The school year got off to a tragic start in the small community of Byron, Minn., when Deianerah "D.J." Logan, 17, was killed after driving into the back of a school bus. The state director of pupil transportation safety said the effects of this tragedy reach far beyond the city limits, county or state lines.
Lt. Brian Reu of the Minnesota State Patrol (pictured at left) said the investigation revealed that, at the time of the crash, Logan had been composing a text message.
"This horrible incident is tragic reminder about the dangers of distracted driving," said Reu.
In Minnesota, it is illegal for any motorist to compose an electronic message, for example texting, while operating a motor vehicle. Reu also told School Transportation News that it is also against the law for drivers under the age of 18 or who hold a provisional driver's license from using a cell phone for any reason except in an emergency situation.

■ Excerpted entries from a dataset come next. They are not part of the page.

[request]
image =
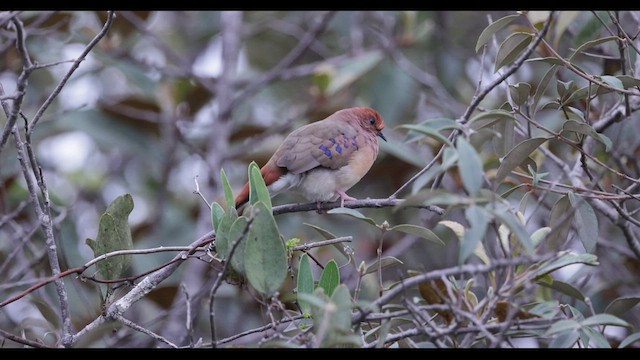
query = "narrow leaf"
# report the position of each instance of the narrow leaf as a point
(432, 133)
(330, 277)
(564, 288)
(114, 234)
(265, 254)
(478, 222)
(621, 305)
(515, 226)
(516, 156)
(566, 260)
(562, 326)
(559, 223)
(217, 212)
(470, 166)
(223, 245)
(586, 223)
(605, 319)
(629, 340)
(586, 129)
(257, 188)
(305, 282)
(511, 47)
(544, 83)
(418, 231)
(234, 234)
(456, 227)
(494, 27)
(228, 193)
(351, 212)
(488, 118)
(590, 44)
(385, 262)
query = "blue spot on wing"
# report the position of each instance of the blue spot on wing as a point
(326, 150)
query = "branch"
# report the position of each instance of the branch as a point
(23, 341)
(73, 68)
(221, 276)
(478, 97)
(362, 313)
(292, 56)
(353, 204)
(305, 247)
(143, 330)
(145, 286)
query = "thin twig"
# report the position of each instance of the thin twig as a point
(144, 330)
(305, 247)
(67, 76)
(221, 277)
(351, 204)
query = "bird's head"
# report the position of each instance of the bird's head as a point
(367, 118)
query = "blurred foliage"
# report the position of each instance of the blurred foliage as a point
(541, 166)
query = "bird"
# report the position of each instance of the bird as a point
(324, 159)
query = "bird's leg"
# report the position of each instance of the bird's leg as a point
(343, 197)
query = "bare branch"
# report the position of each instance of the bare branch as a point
(146, 331)
(352, 204)
(74, 66)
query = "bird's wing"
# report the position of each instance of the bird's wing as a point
(326, 143)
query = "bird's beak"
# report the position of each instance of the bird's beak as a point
(381, 135)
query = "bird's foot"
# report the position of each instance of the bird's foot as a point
(343, 197)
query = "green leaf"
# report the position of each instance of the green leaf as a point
(418, 231)
(605, 319)
(544, 83)
(114, 234)
(549, 60)
(621, 305)
(594, 337)
(586, 222)
(515, 226)
(590, 44)
(586, 129)
(559, 223)
(564, 19)
(305, 283)
(539, 235)
(494, 27)
(488, 118)
(228, 193)
(257, 189)
(561, 326)
(430, 132)
(235, 231)
(351, 212)
(470, 166)
(511, 47)
(265, 254)
(330, 277)
(217, 212)
(565, 340)
(629, 340)
(564, 288)
(613, 81)
(384, 262)
(520, 92)
(223, 242)
(478, 221)
(567, 259)
(341, 319)
(516, 156)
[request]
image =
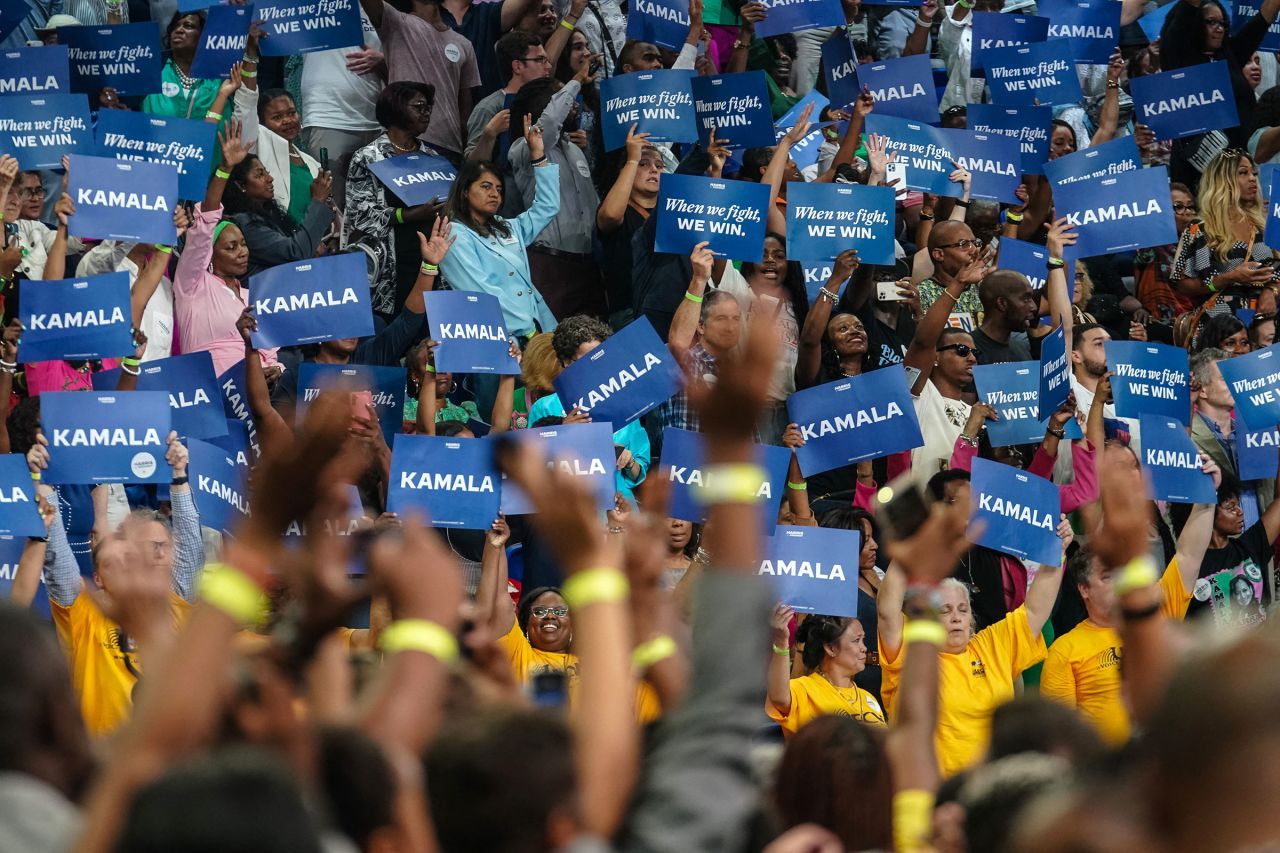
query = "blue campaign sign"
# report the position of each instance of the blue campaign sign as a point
(39, 129)
(76, 318)
(849, 420)
(306, 26)
(320, 299)
(18, 512)
(659, 22)
(1028, 126)
(1091, 27)
(1129, 210)
(222, 41)
(903, 87)
(1019, 512)
(736, 105)
(183, 144)
(1253, 381)
(658, 103)
(384, 384)
(794, 16)
(452, 480)
(1185, 101)
(622, 378)
(727, 214)
(995, 30)
(1011, 388)
(124, 56)
(684, 456)
(1096, 162)
(105, 437)
(1174, 464)
(814, 570)
(583, 451)
(1023, 76)
(192, 388)
(119, 200)
(824, 219)
(471, 333)
(416, 178)
(35, 71)
(1150, 379)
(219, 484)
(1055, 374)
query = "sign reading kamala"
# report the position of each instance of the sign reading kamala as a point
(849, 420)
(824, 219)
(124, 56)
(1174, 464)
(727, 214)
(219, 484)
(1027, 74)
(1129, 210)
(18, 512)
(1253, 381)
(622, 378)
(903, 87)
(183, 144)
(311, 301)
(39, 129)
(471, 333)
(579, 450)
(1150, 379)
(76, 318)
(993, 30)
(814, 569)
(1185, 101)
(100, 437)
(306, 26)
(658, 103)
(222, 41)
(192, 388)
(415, 178)
(736, 105)
(1019, 512)
(117, 200)
(1011, 389)
(452, 480)
(35, 71)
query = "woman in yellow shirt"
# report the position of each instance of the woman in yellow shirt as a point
(835, 651)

At the beginning of each school year, the Reu said the Minnesota State Patrol reminds drivers to take appropriate actions in and around school buses.
"While we typically don't conduct enforcement saturations focused on school buses, we do preform distracted driving saturations targeting all drivers," he added.
The Minnesota State Patrol also visits high schools and driver training classes to provide a presentation on the leading causes of motor vehicle crashes: speed, distracted driving, driving while impaired, and not wearing seatbelts. This presentation is geared to younger audiences and starts with a video featuring testimonies of teens who were involved in fatal crashes.
Earlier this month, researchers at the Insurance Institute for Highway Safety and the University of Michigan’s Transportation Research Institute called for mandatory under-ride guards on school buses following an Oct. 9 incident, in which a Brighton (N.Y.) High School student driving three friends plowed into the back of a school bus. NHTSA implemented under-ride regulations for heavy-duty trucks and tractor trailers in 1999 but has yet to make them a requirement for school buses. The National Congress on School Transportation in 2005 passed a resolution asking NHTSA to study the number of crashes stemming from a school bus that was stopped or was slowing down and motorists traveling behind react too late and crash into the rear.
NHTSA is currently investigating under-ride guards on single trucks and commercial buses, but Bob Riley, executive director of NASDPTS, told STN that the administration has said that the investigation does not include school buses because of the additional concern of passenger safety within the school bus.